Madde 669'un iki fıkrasını hem bir bütün hem de ayrı ayrı olarak ele almak gerekiyor. Üzerine makaleler yazılabilecek bir madde olduğu için çok detaya giremeyeceğim; ancak dikkatinizi çekmek istediğim bir iki husus var. Kısaca izah edeyim:

Birinci fıkrada, "...miras paylarına mahsuben elde ettikleri..." kazandırmalar denilmektedir. Demek ki her kazandırma değil, miras payına mahsuben aldıkları kazandırmalar denkleştirmeye tabidir.

İkinci fıkrada ise, "... bir malvarlığını devretmek ... gibi karşılık almaksızın ALTSOYUNA yapmış olduğu kazandırmalar..." ve "mirasbırakan tarafından açıkça belirtilmiş olmadıkça..." demektedir.

Sonuç olarak, altsoyun denkleştirme konusunda durumunun ağırlaştırıldığını görmekteyiz. Zira diğer mirasçılarda denkleştirme için miras payına mahsuben verildiğinin ortaya konulması gerekirken altsoy için miras bırakanın bu kazandırmayı miras payına mahsuben yapmadığını açıkça belirtmesi gerekmektedir.

Sorunuza gelirsek, davalının savunması, paranın kayıtsız şartsız verildiği yönünden yetersizdir. Zira paranın kayıtsız şartsız verilmesi demek bunun bildiğimiz anlamda bağışlama olduğunu kabul etmekten başka bir şey değildir. Ancak "minnet duygusuyla" verildiği yönündeki savunması gerçekten işe yarar bir savunmadır. Zira minnet duygusuyla para vermek, o kişinin hiçbir zaman üzerinde hak iddia edemeyeceği bir paranın o kişiye verilerek onun ödüllendirilmesidir. Bu nedenle minnet duygusuyla verilen paranın miras payına mahsuben verilmeyeceği, çünkü bu durumda o kişi lehine bir durum yaratılmayacağı açıktır. Oysa miras bırakan minnet içindeyse, o parayı diğer kişinin lehine bir durum yaratmak için vermiş demektir. Bu nedenle, davalının minnet savunması davanın seyrini değiştirecek bir savunmadır.

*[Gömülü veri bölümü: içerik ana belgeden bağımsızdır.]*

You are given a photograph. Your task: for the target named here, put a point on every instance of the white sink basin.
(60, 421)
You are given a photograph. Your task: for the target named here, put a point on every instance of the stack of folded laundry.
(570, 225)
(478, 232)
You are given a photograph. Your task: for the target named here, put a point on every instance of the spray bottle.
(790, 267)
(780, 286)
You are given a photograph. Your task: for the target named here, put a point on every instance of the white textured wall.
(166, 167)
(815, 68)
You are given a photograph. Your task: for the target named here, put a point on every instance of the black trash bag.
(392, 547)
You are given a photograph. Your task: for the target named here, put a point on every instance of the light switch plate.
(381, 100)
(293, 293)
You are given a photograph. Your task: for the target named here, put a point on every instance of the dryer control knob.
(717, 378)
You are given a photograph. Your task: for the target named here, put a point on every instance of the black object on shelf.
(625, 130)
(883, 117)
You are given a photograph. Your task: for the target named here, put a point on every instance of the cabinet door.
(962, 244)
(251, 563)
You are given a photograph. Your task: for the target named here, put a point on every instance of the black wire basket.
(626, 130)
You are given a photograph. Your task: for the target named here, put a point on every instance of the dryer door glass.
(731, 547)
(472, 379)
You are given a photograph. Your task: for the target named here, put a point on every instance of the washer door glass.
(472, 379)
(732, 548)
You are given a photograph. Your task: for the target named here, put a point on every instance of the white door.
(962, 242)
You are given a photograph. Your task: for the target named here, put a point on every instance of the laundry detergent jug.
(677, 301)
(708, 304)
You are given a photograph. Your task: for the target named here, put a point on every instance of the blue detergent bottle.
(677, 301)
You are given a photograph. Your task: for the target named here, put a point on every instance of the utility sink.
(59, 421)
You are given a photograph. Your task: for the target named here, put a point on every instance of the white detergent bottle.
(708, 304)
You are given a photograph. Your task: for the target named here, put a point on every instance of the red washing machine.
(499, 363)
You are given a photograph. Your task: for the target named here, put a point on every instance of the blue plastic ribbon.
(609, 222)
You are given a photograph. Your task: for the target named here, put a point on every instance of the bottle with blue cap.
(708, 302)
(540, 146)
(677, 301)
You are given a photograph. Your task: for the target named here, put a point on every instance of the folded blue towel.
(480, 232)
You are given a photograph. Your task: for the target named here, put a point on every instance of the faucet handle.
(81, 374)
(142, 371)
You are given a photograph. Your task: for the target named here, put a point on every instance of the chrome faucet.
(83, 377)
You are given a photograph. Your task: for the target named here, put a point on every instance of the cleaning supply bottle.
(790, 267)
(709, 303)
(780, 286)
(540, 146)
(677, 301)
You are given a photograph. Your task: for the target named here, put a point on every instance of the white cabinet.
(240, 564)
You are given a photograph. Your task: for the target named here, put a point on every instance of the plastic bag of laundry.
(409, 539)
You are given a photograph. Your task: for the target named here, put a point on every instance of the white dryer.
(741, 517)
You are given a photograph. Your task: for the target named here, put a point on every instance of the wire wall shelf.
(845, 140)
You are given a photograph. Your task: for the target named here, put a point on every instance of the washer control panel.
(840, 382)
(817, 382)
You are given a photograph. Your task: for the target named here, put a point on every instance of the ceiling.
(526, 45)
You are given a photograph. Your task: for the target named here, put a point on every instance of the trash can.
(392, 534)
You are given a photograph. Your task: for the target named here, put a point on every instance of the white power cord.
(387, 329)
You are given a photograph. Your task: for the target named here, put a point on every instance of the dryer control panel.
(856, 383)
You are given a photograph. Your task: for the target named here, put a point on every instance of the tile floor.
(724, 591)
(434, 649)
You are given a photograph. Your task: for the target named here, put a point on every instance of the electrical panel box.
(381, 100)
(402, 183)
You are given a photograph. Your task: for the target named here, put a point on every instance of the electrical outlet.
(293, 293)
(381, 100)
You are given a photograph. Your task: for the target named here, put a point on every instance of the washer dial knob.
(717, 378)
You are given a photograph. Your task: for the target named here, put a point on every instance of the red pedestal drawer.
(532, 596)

Ek olarak, kanunda "açıkça" ibaresi "yazılı" olarak anlaşılmamalıdır. Açıkça demek, tereddüde yer bırakılmayacak şekilde demektir. Miras bırakan özgür iradesiyle bunu söylemişse açıkça koşulu gerçekleşmiştir. Olayımızda, senetle ispat yasağı da bulunmadığı için davalı, her türlü delille savunmasını ispatlayabilecektir. Davalı vekili olsaydım, öncelikle miras bırakanda minnet duygusu oluşmasını gerektirecek vakıaları ispatlar, daha sonra da paranın bu duyguyla verildiğini ispatlamaya çalışırdım.

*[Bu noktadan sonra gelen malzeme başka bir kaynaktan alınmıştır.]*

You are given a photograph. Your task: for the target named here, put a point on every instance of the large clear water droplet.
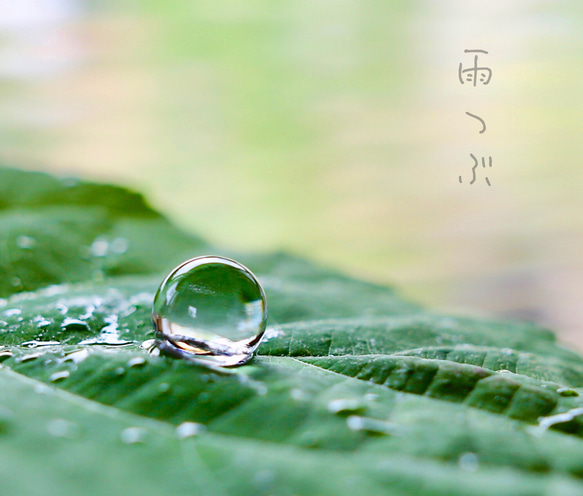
(210, 309)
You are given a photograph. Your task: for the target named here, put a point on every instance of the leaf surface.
(354, 390)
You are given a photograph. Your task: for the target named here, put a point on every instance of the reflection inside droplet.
(210, 309)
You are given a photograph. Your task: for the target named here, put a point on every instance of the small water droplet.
(41, 322)
(468, 462)
(25, 242)
(74, 325)
(345, 406)
(133, 435)
(264, 479)
(272, 332)
(62, 428)
(567, 392)
(76, 356)
(59, 376)
(42, 389)
(99, 247)
(5, 355)
(373, 426)
(39, 344)
(62, 308)
(560, 418)
(12, 312)
(137, 362)
(119, 245)
(6, 418)
(189, 429)
(299, 395)
(29, 357)
(210, 310)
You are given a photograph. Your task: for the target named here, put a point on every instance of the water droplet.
(76, 356)
(264, 479)
(12, 312)
(210, 309)
(108, 335)
(560, 418)
(99, 248)
(299, 395)
(164, 387)
(42, 389)
(25, 242)
(29, 357)
(41, 322)
(373, 426)
(62, 308)
(62, 428)
(271, 333)
(345, 406)
(74, 325)
(59, 376)
(567, 392)
(5, 355)
(137, 362)
(468, 462)
(119, 245)
(189, 429)
(133, 435)
(39, 344)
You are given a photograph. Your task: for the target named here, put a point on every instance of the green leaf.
(353, 390)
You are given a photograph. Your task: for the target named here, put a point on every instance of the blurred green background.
(334, 130)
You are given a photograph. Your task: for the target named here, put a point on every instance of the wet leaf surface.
(353, 390)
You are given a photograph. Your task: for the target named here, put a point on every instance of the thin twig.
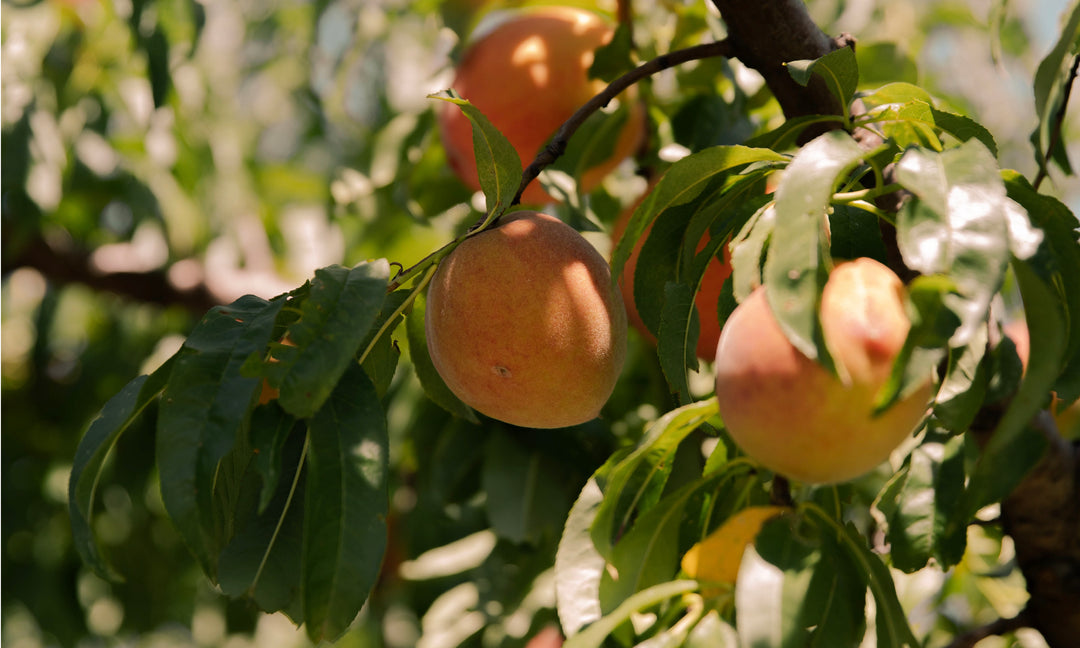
(557, 145)
(1055, 135)
(1000, 626)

Cumhur Bey'in ifade ettiklerine büyük oranda katılmakla beraber, sadece minnet duygusunun ispatlanmasının kâfi olduğu şeklindeki kısma katılmıyorum. Bence her ne kadar davanın %90'ı minnet duygusu oluşturacak vakıaların ispatlanmasıysa da paranın bu duyguyla verildiğinin de yeterli bir şekilde ortaya konulması gerektiğini düşünüyorum.